After the villa was sold it had many lives including as a hospital and a diving club. It was only in 1995 that the Berlin government approved it becoming a museum. The Max Liebermann Society was formed and work began in 2002 to renovate the villa and return the garden to its original state. It was opened to the public in 2006. It houses a permanent exhibition by Liebermann, focussing on work he did when in residence at Wannsee. There is a special exhibition there now which includes painting he did of people playing sport early in the 20th century. Some wonderful paintings of women playing tennis in ankle length dresses, and amazing paintings of horse riding.
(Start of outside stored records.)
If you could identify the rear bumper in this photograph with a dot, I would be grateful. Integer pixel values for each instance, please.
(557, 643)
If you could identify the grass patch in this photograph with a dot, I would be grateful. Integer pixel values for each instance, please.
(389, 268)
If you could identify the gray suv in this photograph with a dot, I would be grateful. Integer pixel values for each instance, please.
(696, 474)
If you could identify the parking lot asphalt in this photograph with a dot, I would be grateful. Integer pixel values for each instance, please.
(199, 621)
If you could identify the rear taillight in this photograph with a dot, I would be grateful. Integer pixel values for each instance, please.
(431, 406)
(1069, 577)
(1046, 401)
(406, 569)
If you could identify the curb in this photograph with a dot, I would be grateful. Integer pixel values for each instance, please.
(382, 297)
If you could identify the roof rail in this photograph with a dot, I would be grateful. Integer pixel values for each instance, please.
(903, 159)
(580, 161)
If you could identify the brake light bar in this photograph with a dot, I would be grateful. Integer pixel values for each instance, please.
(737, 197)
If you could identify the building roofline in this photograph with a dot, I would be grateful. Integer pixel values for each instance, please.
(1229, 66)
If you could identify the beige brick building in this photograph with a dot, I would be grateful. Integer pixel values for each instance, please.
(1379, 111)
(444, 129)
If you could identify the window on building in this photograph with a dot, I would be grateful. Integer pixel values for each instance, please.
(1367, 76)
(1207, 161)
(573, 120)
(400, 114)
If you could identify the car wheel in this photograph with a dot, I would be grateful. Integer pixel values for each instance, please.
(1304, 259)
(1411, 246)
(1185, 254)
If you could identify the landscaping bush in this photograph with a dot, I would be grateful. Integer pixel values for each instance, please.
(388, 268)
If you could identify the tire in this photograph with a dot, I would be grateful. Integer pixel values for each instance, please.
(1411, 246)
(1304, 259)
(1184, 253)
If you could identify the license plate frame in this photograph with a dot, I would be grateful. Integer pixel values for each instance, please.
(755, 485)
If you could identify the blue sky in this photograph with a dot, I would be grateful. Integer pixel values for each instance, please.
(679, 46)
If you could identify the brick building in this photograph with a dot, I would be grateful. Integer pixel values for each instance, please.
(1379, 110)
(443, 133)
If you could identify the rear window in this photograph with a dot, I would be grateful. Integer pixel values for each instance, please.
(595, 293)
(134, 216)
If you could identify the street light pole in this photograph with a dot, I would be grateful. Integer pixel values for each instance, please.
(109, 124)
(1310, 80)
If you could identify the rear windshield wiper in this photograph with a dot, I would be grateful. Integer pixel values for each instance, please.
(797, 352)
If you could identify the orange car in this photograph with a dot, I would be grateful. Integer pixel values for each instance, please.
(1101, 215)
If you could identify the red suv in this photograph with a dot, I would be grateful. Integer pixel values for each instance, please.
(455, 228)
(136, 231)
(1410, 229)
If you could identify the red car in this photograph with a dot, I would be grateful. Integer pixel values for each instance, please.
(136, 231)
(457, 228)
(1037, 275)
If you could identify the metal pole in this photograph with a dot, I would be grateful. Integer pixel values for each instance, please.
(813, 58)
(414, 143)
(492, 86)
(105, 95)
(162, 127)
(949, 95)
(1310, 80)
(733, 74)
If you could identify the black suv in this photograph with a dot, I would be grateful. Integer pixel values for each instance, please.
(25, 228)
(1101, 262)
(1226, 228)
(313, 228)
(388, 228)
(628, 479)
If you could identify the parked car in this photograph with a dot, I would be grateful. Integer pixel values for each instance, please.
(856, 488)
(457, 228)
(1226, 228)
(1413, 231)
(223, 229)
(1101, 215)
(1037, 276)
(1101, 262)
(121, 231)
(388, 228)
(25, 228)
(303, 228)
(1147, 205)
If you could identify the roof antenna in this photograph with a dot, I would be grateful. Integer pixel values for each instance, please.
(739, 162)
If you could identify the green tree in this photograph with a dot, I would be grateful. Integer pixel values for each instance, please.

The villa was not at its most beautiful when we visited as the weather is still cold and winter is still very evident. But the pruning has been done and the trees and flowers were sprouting and in a month it will be marvellous. We watched a good 13 minute video which shows the garden at its very best at the time of the 10th Anniversary of the opening of the museum. As that contained interviews in German, you might be interested to look at this earlier 3 minute summertime video here.
We spent a really enjoyable 3 hours in the garden and looking at the paintings in the villa. We hope our photos will give you come idea of what a restful and beautiful place it is. It is worth mentioning that we hired an audio guide in English and this was very important in coming to appreciate the villa and its art.
Home in time to greet our friend Andy who has joined us from London for the week. Alan has just taken him on a quick bus tour of the city so he is ready to explore. He has not been here before. He was up at 5am this morning to get here so early night all round.